Researchers reveal selection process for development of immune system

Issue: May 2010

Researchers from the National Jewish health research team recently reported that the immune system uses a selection process that has both positive and negative signals to create an effective population of B cells, and a flaw in the selection process can contribute to autoimmunity or immune deficiency.

The selection process weeds out these dangerous and non-functional B cells to produce a population that can recognize a wide variety of foreign, potentially harmful invaders, but tolerate proteins that are a normal part of the organism. Negative selection occurs in the bone marrow when potentially autoimmune B cells are detected, rejected and instructed to produce a different receptor.
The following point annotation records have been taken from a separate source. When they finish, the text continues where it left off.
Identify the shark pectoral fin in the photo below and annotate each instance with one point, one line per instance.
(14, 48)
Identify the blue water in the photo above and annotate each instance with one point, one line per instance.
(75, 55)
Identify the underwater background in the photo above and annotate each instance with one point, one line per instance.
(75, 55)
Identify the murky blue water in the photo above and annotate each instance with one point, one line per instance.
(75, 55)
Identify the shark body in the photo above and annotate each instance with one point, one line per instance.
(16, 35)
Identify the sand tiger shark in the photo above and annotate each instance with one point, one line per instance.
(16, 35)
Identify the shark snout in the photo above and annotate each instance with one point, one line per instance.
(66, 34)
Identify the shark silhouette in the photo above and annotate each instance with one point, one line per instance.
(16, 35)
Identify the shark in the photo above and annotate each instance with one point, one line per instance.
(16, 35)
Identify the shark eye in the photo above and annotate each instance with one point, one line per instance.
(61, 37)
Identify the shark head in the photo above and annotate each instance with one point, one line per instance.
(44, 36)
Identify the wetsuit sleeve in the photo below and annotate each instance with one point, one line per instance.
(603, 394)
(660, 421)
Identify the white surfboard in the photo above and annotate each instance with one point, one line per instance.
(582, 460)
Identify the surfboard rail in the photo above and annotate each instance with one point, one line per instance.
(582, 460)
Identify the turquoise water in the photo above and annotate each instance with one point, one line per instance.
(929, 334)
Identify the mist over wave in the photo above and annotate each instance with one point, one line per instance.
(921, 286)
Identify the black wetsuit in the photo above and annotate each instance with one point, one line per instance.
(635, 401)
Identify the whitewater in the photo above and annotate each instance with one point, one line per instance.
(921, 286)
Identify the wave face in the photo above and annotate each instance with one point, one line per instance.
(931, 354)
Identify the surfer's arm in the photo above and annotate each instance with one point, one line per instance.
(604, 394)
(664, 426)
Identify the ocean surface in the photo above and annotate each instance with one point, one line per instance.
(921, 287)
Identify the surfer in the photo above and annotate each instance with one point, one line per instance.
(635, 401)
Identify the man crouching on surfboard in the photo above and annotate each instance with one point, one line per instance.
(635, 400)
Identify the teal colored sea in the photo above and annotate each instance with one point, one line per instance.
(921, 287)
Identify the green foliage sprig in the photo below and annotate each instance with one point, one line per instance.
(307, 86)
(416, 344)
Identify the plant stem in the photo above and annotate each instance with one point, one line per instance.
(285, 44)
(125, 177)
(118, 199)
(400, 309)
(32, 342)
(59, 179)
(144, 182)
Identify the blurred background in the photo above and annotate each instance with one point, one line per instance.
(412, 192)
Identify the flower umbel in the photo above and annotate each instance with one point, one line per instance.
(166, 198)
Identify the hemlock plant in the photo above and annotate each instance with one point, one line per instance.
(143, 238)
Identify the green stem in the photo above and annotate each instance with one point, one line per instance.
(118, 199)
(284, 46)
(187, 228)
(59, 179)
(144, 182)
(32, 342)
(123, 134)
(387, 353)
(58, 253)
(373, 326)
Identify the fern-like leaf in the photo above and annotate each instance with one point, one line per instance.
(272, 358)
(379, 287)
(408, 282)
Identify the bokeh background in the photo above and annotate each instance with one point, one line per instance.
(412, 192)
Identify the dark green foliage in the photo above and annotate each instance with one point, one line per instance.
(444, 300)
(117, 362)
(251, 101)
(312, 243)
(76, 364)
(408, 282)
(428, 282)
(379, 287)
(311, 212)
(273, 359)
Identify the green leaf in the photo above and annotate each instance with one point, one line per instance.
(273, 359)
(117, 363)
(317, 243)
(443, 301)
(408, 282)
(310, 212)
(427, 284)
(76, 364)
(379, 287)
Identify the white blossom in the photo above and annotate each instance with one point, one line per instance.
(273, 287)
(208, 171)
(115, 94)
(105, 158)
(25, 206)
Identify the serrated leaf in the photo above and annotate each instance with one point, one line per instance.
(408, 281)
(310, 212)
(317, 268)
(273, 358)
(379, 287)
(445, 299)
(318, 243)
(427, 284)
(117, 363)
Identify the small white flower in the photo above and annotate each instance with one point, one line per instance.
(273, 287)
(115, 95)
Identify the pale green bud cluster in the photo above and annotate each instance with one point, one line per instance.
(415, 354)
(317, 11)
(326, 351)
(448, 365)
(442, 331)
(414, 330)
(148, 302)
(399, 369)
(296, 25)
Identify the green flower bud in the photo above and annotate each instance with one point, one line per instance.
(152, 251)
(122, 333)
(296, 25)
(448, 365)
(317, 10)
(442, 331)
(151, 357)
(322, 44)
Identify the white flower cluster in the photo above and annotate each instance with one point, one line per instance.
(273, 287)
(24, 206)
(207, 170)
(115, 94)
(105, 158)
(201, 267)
Using a mouse model and an in vitro system designed specifically for B cells, the researchers concluded that mice who make fewer B-cell receptors have fewer mature B cells in their spleens. The B cells could have left the bone marrow but died because they did not have a B-cell receptor, known to be necessary for survival. If that were the case, then a pro-survival factor, bcl-2, should have rescued mature B cells and increased their population. It did not. Thus, it became clear that immature B cells must receive a signal from the B-cell receptor that allows them to escape the bone marrow, migrate and mature.

The research team activated the protein Erk by turning on the Ras gene, and saw that more B cells escaped the bone marrow to mature. However, when they blocked activation of Erk in normal B cells, few were able to mature. Thus, Erk helps deliver the positive-selection signal that allows B cells to mature, the researchers concluded.

Allende M. J Exp Med. 2010: 207; 607-621.